L’expérience de 2022 illustre la difficulté de taxer les profits des groupes pétroliers. La contribution temporaire de solidarité sur les énergéticiens instaurée en France visait les entreprises dont au moins 75 % du chiffre d’affaires provenait des secteurs du pétrole brut, du gaz naturel, du charbon et du raffinage, et taxait à 33 % la fraction du résultat imposable 2022 excédant 120 % de la moyenne 2018-2021. Mais, faute d’une activité d’extraction significative sur le territoire, son assiette française reposait essentiellement sur le raffinage, avec seulement une contribution marginale d’une poignée de producteurs de pétrole brut opérant en France. Comme nous l’avions anticipé dans notre note de blog de 2022, son rendement s’est dès lors révélé très inférieur aux attentes : la contribution temporaire n’a rapporté qu’environ 61 m€ en 2023, soit 20 fois moins que son estimation initiale. Autrement dit, la taxe cherchait à appréhender une rente pétrolière largement formée en amont et à l’étranger, alors que la base taxable française (les profits localisés en France) ne reflétait qu’une part limitée de la chaîne de valeur, malgré une contribution élevée des consommateurs français au chiffre d’affaires des groupes énergétiques. Ce décalage rappelle que, en fiscalité internationale, la localisation des bénéfices ne suit pas le lieu de consommation finale, mais la contribution économique effective de l’activité locale à la chaîne de valeur du produit.

La France ne peut pas taxer les profits mondiaux des énergéticiens français

Le troisième obstacle est fiscal. La France n’impose pas les profits mondiaux des groupes ayant leur siège en France. Comme la plupart des juridictions fiscales, l’impôt sur les sociétés français repose sur une logique de territorialité : sont imposables en France les bénéfices réalisés dans des entreprises exploitées en France, ou ceux dont l’imposition est attribuée à la France par une convention fiscale. Le BOFiP (BOI-INT-DG-20-10-20) rappelle expressément que les bénéfices passibles de l’impôt sur les sociétés sont, en principe, ceux réalisés dans les entreprises exploitées en France.

Cette logique est cohérente avec l’architecture fiscale internationale. Constituant la norme mondiale pour l’évaluation des transactions transfrontalières à l’intérieur d’un groupe (les « prix de transfert »), les règles directrices de l’OCDE reposent principalement sur le principe de pleine concurrence : les profits d’une multinationale doivent être répartis entre ses entités (filiales, succursales, têtes de groupe) en ligne avec les fonctions qu’elles exercent, les actifs qu’elles détiennent et les risques qu’elles supportent.

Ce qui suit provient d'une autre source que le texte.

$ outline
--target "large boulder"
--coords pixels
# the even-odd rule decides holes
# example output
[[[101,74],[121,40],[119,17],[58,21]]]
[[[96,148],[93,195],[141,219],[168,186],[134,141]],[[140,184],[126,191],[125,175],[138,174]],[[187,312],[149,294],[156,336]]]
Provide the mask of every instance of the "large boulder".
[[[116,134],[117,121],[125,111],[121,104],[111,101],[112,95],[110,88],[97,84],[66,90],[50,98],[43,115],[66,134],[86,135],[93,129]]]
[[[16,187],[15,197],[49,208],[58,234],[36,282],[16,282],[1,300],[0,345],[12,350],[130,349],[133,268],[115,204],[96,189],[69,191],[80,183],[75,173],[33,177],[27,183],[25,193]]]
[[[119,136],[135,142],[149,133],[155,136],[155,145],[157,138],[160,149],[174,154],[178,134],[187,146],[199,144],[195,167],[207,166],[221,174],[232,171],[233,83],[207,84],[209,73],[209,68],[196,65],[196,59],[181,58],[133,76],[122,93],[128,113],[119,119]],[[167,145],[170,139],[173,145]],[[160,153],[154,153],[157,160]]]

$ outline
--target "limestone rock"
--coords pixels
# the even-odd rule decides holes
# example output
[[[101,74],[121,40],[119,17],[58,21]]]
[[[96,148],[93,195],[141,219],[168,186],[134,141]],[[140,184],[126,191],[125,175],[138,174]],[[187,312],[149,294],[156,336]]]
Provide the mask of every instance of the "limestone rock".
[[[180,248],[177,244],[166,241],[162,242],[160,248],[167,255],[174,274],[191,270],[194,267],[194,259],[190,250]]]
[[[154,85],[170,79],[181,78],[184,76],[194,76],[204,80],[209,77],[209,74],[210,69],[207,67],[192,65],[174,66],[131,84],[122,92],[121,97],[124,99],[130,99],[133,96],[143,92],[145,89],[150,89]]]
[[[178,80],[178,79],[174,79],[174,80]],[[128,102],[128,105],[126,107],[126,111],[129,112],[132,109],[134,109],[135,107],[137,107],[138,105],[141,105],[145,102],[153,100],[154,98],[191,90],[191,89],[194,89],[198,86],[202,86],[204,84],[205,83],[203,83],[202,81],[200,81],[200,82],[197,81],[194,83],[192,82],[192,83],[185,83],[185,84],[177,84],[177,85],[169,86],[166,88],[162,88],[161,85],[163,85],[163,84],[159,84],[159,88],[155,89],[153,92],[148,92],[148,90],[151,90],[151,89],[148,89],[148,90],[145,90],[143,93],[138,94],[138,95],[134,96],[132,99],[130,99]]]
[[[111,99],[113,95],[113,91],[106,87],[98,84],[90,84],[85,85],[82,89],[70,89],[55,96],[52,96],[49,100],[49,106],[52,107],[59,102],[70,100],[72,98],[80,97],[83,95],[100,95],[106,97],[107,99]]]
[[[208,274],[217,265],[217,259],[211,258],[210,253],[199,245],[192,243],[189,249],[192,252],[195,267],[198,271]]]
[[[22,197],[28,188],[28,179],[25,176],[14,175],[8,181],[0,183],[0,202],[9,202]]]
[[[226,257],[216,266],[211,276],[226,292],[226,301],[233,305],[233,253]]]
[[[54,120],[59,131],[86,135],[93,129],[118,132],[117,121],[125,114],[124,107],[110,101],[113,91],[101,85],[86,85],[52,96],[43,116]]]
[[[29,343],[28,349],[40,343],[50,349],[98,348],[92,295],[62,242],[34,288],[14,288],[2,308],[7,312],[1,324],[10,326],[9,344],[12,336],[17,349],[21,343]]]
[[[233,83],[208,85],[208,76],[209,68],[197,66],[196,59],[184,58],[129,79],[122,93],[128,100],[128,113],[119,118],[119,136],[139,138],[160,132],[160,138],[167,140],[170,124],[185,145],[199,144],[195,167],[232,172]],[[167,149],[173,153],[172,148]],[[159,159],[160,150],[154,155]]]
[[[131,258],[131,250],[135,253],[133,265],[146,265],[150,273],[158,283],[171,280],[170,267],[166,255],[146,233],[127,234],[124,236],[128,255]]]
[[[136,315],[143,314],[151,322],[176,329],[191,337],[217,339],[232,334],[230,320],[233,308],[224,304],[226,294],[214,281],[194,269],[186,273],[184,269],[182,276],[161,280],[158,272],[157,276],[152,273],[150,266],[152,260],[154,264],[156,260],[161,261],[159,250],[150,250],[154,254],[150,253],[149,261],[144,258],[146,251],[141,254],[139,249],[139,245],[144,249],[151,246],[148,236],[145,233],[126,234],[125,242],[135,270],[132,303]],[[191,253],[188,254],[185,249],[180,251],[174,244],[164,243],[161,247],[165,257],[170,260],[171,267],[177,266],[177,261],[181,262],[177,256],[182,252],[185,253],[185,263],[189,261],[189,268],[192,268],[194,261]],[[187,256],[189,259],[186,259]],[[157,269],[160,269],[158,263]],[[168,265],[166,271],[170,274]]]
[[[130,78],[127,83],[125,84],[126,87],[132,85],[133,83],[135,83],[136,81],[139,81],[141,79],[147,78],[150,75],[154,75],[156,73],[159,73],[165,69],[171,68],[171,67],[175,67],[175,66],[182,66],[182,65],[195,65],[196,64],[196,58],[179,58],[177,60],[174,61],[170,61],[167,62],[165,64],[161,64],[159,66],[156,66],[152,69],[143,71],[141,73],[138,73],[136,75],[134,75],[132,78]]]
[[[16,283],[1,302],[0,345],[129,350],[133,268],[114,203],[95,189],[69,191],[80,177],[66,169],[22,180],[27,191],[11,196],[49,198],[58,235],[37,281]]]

Autrement dit, l’État français peut corriger les prix de transfert non conformes au principe de pleine concurrence, mais il ne peut pas, sauf rupture majeure de l’architecture fiscale internationale et des conventions fiscales bilatérales contre les doubles impositions, imposer l’ensemble des profits mondiaux d’un groupe pétrolier au seul motif qu’il vend des carburants aux consommateurs français ou qu’il a son siège mondial en France.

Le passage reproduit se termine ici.